Una miniera di nichel aprì qui nel 1957 e impiegò lavoratori inuit negli anni successivi, formando il primo insediamento minerario in quello che sarebbe diventato il Nunavut. La miniera chiuse nel 1962, ma la comunità rimase e crebbe come centro regionale per l'amministrazione e i servizi.
Lo studio produce ceramiche e sculture in uno stile che unisce tecniche locali a forme contemporanee sviluppate nel corso di decenni. I visitatori possono vedere gli oggetti finiti in una piccola galleria situata nel complesso dello studio.

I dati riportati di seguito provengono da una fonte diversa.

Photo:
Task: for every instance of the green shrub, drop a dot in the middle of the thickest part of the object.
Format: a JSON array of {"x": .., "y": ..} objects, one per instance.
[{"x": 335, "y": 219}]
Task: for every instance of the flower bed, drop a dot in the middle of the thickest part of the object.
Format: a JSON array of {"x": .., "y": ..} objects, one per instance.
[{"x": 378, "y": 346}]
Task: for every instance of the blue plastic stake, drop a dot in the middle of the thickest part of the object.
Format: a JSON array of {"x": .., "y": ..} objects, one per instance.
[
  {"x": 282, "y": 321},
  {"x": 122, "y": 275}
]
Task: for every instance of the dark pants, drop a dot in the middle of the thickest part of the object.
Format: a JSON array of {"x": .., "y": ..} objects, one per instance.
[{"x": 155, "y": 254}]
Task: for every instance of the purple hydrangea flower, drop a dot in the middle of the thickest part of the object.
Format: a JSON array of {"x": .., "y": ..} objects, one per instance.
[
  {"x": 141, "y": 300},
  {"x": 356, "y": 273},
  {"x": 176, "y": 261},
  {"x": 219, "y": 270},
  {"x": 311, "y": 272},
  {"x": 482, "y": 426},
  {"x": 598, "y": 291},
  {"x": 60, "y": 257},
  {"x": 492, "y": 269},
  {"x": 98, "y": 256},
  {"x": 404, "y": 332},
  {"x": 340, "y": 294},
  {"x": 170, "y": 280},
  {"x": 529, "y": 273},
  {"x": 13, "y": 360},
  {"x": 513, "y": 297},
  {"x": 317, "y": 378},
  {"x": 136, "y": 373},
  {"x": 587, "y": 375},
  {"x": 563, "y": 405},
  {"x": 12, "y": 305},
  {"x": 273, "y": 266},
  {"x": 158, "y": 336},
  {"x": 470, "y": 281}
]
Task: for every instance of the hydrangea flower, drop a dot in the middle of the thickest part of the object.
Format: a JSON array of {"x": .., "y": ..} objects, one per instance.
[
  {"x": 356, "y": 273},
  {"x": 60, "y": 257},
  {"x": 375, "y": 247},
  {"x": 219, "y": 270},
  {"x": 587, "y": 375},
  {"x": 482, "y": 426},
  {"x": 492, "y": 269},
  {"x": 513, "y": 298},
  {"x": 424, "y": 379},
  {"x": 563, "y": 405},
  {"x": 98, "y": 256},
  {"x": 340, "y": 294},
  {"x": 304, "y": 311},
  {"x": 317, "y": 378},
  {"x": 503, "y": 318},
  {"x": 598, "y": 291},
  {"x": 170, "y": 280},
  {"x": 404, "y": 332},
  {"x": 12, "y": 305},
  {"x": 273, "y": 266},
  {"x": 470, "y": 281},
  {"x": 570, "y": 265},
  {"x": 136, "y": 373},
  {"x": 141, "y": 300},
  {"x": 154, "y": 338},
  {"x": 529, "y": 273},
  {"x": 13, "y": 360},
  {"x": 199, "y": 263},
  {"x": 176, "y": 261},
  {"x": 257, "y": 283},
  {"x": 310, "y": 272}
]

I voli con Calm Air e Canadian North collegano l'insediamento ad altri luoghi del Nunavut e al Canada meridionale, dato che non arrivano strade permanenti. I viaggiatori che arrivano in estate trovano spesso terreno libero e ore di luce prolungate, mentre l'inverno porta ghiaccio e oscurità.
Un parco territoriale a nord dell'insediamento conserva siti di epoche preistoriche e offre sentieri dove i visitatori possono osservare caribù e scoiattoli di terra artici. I resti archeologici risalgono a circa 3000 anni fa e mostrano tracce di abitanti precedenti della regione.